The answer to this issue has to come from statistics. There is no way to measure a large data set and say what was done without sampling. It is too expensive, reviewing everything is prone to huge inconsistencies, and it would take too long. Providing these assurances is what sampling is intended to do and has been doing since the time of the Greeks. So the easiest way for lawyers to understand these cases about predictive coding is to forget about predictive coding even being involved in the case. The analysis I am blogging about works the same with predictive coding, computer assisted review, key word guessing, linear review, producing every 5th document or any method of document review or production going forward. The test is a simple two part test:
- How did you find and produce your relevant ESI and discharge your Rule 26(g)(1) certification obligation or other similar state court obligation that you have done a reasonable job?
- How are you going to show you satisfied this obligation to the other side and the court?
The issue of what you did really becomes less relevant to this test. It only becomes important if you can’t show that you met your burden in the second question. That is when picking the right approach really becomes more of an issue. It is this reason why in my mind predictive coding will eventually take off. Kleen cries out for this result as you hear the defense talk about the thousands of hours spent, over a million documents produced, and teams of experts used to find key words. But the Kleen defendants have not shown is a sample process across the population of what has been left behind or what is potentially there. This information is what any party on the other side needs to see to be comfortable they have received what they are entitled to. This is where the ugliness can occur. Going forward, these disputes need to be addressed earlier on and before resources are spent. No one wants to pay to redo work. But knowing this re do risk exists once we start measuring will undoubtedly aid judges and parties in deciding if a production is complete, to choose the most efficient review approach going forward just in case they have to do more work!! This is one of the strengths of predictive coding. It enables parties to do more work if they have to or facts change. Linear review does not. But parties should be able to choose their own processes. They should also have to show results that prove they have done a reasonable job. Again these cases are about statistical sampling more than predictive coding.
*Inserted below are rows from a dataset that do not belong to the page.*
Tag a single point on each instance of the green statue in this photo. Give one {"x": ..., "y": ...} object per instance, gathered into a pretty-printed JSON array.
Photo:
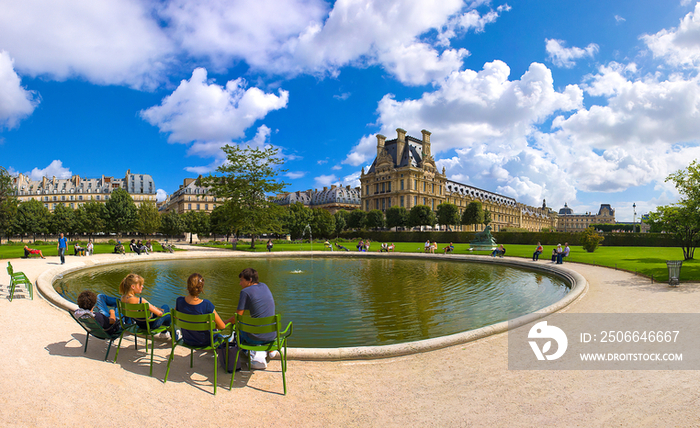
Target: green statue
[{"x": 483, "y": 240}]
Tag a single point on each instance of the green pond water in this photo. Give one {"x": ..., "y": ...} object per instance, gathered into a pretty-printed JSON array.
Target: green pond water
[{"x": 338, "y": 302}]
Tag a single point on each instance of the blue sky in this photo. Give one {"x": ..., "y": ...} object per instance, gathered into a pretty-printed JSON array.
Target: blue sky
[{"x": 578, "y": 102}]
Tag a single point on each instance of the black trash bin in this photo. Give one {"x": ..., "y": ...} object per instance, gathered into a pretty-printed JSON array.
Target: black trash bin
[{"x": 674, "y": 271}]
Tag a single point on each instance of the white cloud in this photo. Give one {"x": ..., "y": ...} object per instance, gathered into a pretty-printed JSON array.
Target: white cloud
[
  {"x": 325, "y": 180},
  {"x": 105, "y": 42},
  {"x": 473, "y": 108},
  {"x": 208, "y": 149},
  {"x": 16, "y": 103},
  {"x": 305, "y": 36},
  {"x": 199, "y": 110},
  {"x": 678, "y": 46},
  {"x": 566, "y": 57},
  {"x": 471, "y": 20},
  {"x": 55, "y": 169}
]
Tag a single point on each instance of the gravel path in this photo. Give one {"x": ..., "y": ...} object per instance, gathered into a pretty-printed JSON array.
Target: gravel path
[{"x": 49, "y": 381}]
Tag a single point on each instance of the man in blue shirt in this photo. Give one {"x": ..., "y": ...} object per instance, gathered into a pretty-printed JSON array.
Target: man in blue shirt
[{"x": 61, "y": 247}]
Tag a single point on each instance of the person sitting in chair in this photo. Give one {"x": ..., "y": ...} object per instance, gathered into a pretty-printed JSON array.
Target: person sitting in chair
[
  {"x": 500, "y": 251},
  {"x": 449, "y": 249},
  {"x": 192, "y": 304},
  {"x": 29, "y": 251},
  {"x": 78, "y": 250},
  {"x": 86, "y": 303}
]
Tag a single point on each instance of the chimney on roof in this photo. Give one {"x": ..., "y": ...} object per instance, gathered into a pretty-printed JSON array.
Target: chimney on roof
[
  {"x": 380, "y": 144},
  {"x": 426, "y": 142},
  {"x": 400, "y": 145}
]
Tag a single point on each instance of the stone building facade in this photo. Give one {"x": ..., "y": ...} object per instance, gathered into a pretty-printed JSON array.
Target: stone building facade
[
  {"x": 75, "y": 191},
  {"x": 570, "y": 222},
  {"x": 191, "y": 196},
  {"x": 404, "y": 174},
  {"x": 331, "y": 199}
]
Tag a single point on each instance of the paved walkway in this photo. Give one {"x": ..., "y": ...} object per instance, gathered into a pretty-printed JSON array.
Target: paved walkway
[{"x": 49, "y": 381}]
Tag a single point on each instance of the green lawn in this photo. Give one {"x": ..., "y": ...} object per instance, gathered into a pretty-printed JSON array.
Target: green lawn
[
  {"x": 16, "y": 250},
  {"x": 646, "y": 261}
]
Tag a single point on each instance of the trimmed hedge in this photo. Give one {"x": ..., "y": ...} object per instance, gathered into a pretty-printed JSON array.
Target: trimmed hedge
[{"x": 546, "y": 238}]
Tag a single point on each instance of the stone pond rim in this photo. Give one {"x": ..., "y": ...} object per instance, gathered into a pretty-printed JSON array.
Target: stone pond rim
[{"x": 576, "y": 281}]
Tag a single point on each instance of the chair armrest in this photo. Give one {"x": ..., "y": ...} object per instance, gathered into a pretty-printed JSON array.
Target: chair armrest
[{"x": 287, "y": 331}]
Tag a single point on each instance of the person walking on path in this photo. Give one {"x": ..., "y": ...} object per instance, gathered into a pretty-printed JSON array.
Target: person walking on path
[
  {"x": 538, "y": 251},
  {"x": 61, "y": 247}
]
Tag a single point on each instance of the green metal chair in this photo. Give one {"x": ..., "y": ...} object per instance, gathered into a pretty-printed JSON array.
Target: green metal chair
[
  {"x": 138, "y": 311},
  {"x": 92, "y": 327},
  {"x": 259, "y": 326},
  {"x": 203, "y": 322},
  {"x": 18, "y": 278}
]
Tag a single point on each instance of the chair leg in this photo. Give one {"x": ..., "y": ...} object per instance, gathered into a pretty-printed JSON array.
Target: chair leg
[
  {"x": 216, "y": 369},
  {"x": 235, "y": 364},
  {"x": 109, "y": 346},
  {"x": 150, "y": 373},
  {"x": 170, "y": 360},
  {"x": 12, "y": 288}
]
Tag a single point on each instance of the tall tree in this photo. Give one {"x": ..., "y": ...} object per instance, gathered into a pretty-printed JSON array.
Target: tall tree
[
  {"x": 121, "y": 214},
  {"x": 421, "y": 215},
  {"x": 341, "y": 221},
  {"x": 296, "y": 217},
  {"x": 221, "y": 223},
  {"x": 682, "y": 218},
  {"x": 356, "y": 219},
  {"x": 8, "y": 203},
  {"x": 149, "y": 218},
  {"x": 323, "y": 223},
  {"x": 448, "y": 214},
  {"x": 375, "y": 219},
  {"x": 473, "y": 214},
  {"x": 249, "y": 177},
  {"x": 32, "y": 218}
]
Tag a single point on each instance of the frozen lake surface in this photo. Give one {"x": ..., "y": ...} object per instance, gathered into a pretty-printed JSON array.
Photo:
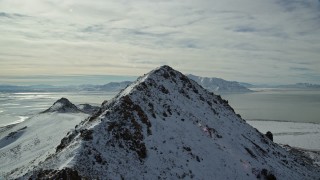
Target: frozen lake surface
[{"x": 292, "y": 116}]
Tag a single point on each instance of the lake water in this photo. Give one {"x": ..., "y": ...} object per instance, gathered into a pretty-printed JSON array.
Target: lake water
[
  {"x": 277, "y": 105},
  {"x": 266, "y": 109},
  {"x": 16, "y": 107}
]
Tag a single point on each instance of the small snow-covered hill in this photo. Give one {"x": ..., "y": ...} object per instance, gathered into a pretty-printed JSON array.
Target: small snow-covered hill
[
  {"x": 87, "y": 108},
  {"x": 218, "y": 85},
  {"x": 24, "y": 145}
]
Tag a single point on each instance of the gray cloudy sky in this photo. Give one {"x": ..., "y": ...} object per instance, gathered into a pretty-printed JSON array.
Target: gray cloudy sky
[{"x": 262, "y": 41}]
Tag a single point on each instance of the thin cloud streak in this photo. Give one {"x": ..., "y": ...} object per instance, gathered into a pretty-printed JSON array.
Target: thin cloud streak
[{"x": 252, "y": 40}]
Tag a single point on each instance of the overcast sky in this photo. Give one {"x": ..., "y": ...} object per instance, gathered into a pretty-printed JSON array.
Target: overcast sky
[{"x": 256, "y": 41}]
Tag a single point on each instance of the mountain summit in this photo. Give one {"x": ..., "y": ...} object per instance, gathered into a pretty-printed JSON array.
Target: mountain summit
[
  {"x": 166, "y": 126},
  {"x": 63, "y": 105}
]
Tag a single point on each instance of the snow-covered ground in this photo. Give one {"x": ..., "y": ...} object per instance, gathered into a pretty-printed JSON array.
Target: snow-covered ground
[
  {"x": 29, "y": 142},
  {"x": 165, "y": 126},
  {"x": 301, "y": 135}
]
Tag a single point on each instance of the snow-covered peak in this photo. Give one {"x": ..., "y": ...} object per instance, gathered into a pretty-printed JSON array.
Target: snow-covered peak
[
  {"x": 63, "y": 105},
  {"x": 166, "y": 126}
]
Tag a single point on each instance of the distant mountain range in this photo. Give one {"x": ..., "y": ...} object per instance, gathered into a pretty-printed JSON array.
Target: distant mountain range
[
  {"x": 219, "y": 85},
  {"x": 213, "y": 84}
]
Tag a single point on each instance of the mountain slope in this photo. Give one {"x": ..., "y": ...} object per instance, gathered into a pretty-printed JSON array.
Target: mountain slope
[
  {"x": 24, "y": 145},
  {"x": 165, "y": 125},
  {"x": 219, "y": 85}
]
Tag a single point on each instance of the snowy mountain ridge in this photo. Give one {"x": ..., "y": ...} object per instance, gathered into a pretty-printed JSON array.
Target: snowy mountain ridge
[{"x": 166, "y": 126}]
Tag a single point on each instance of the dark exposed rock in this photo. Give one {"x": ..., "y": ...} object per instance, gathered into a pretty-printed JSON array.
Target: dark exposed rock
[
  {"x": 269, "y": 135},
  {"x": 63, "y": 105}
]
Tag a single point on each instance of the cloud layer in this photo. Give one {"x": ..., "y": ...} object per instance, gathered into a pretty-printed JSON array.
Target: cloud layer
[{"x": 276, "y": 41}]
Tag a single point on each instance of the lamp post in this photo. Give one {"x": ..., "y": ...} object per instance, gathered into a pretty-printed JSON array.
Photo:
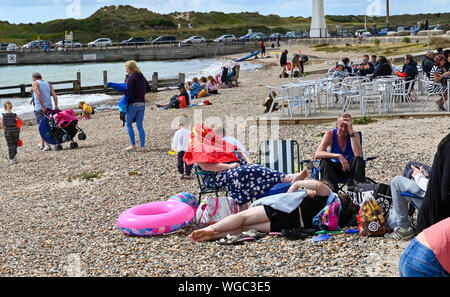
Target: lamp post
[{"x": 387, "y": 16}]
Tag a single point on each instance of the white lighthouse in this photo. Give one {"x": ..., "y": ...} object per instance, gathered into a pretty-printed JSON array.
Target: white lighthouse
[{"x": 318, "y": 24}]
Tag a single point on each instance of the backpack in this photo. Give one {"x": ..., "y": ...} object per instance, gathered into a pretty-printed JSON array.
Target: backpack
[
  {"x": 359, "y": 192},
  {"x": 371, "y": 221},
  {"x": 328, "y": 217}
]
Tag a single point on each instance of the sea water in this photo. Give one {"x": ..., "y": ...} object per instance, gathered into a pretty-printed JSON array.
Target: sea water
[{"x": 92, "y": 74}]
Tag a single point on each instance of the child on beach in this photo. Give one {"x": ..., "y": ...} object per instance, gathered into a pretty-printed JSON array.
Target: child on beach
[
  {"x": 180, "y": 144},
  {"x": 9, "y": 125},
  {"x": 212, "y": 85},
  {"x": 86, "y": 110},
  {"x": 195, "y": 88}
]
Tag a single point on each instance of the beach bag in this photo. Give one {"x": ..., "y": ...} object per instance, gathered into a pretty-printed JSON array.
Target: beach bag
[
  {"x": 202, "y": 93},
  {"x": 328, "y": 217},
  {"x": 214, "y": 210},
  {"x": 359, "y": 192},
  {"x": 183, "y": 101},
  {"x": 289, "y": 66},
  {"x": 371, "y": 221}
]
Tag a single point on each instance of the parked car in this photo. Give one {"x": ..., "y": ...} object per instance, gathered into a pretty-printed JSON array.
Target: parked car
[
  {"x": 225, "y": 38},
  {"x": 362, "y": 33},
  {"x": 101, "y": 42},
  {"x": 37, "y": 44},
  {"x": 133, "y": 41},
  {"x": 194, "y": 39},
  {"x": 167, "y": 39},
  {"x": 402, "y": 29},
  {"x": 384, "y": 31},
  {"x": 246, "y": 37},
  {"x": 344, "y": 34},
  {"x": 274, "y": 36},
  {"x": 69, "y": 43},
  {"x": 9, "y": 47}
]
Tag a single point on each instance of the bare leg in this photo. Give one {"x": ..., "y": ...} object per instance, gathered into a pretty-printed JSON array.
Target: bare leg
[
  {"x": 292, "y": 178},
  {"x": 252, "y": 218}
]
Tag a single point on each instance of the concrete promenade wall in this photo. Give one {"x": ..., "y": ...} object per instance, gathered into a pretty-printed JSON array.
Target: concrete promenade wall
[{"x": 124, "y": 54}]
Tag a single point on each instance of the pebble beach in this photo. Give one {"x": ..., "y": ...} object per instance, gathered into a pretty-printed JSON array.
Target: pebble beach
[{"x": 59, "y": 209}]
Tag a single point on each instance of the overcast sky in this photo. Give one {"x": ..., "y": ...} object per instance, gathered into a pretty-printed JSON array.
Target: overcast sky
[{"x": 32, "y": 11}]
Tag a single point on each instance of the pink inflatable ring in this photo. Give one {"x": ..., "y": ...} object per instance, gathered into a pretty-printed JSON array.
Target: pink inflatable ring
[{"x": 155, "y": 218}]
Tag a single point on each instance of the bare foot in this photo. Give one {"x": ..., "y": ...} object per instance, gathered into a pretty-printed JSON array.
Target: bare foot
[
  {"x": 292, "y": 178},
  {"x": 201, "y": 235}
]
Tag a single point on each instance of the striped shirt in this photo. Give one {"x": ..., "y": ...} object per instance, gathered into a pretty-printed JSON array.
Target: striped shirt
[{"x": 440, "y": 86}]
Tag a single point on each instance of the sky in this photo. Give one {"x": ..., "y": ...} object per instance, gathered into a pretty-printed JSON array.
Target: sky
[{"x": 32, "y": 11}]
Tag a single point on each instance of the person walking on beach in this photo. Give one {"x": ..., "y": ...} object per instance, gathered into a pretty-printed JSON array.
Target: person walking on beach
[
  {"x": 42, "y": 93},
  {"x": 137, "y": 86},
  {"x": 9, "y": 125},
  {"x": 180, "y": 144},
  {"x": 283, "y": 64}
]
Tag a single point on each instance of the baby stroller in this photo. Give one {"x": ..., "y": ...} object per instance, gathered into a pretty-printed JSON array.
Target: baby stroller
[{"x": 57, "y": 127}]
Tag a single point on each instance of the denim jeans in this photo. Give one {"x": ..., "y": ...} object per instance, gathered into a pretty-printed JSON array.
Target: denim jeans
[
  {"x": 419, "y": 261},
  {"x": 138, "y": 113}
]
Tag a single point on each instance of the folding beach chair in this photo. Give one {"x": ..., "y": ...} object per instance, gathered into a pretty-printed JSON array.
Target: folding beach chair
[
  {"x": 280, "y": 155},
  {"x": 204, "y": 178}
]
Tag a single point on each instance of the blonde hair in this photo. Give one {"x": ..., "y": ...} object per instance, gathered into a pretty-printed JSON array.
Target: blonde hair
[
  {"x": 7, "y": 106},
  {"x": 132, "y": 66}
]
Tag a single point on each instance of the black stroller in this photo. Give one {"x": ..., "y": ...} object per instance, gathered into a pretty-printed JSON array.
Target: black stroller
[{"x": 57, "y": 127}]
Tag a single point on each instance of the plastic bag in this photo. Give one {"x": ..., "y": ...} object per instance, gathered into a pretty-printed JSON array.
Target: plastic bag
[{"x": 370, "y": 219}]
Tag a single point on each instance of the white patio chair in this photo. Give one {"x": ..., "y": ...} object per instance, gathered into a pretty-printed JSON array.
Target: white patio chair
[{"x": 370, "y": 93}]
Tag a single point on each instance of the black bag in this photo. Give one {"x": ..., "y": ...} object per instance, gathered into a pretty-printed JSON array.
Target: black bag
[
  {"x": 359, "y": 192},
  {"x": 409, "y": 170},
  {"x": 174, "y": 102}
]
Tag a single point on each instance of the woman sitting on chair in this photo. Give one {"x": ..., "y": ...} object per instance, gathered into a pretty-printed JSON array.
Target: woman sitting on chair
[{"x": 244, "y": 182}]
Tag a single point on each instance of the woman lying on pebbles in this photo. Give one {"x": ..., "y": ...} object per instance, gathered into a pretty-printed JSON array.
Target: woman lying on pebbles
[
  {"x": 267, "y": 219},
  {"x": 244, "y": 182}
]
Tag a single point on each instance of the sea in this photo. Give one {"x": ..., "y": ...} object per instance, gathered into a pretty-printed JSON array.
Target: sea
[{"x": 92, "y": 74}]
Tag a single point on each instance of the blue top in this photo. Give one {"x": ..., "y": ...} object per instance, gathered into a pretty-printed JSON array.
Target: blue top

So my final conclusion about both of these cases is regardless of what the decisions are, the issues are not going away. Large data sets, fear the other side is hiding something, unknown technology, mistakes being made, high costs …it’s a long list of fears parties have which are compounded by the uncertainty of what one is receiving in a production. Understanding how to make reasonable statistical offerings and providing sampling results is the answer I believe of both of these cases and the many more like them that will follow regardless of whether predictive coding, stratified key word selection, linguistic analysis or key word guessing is used.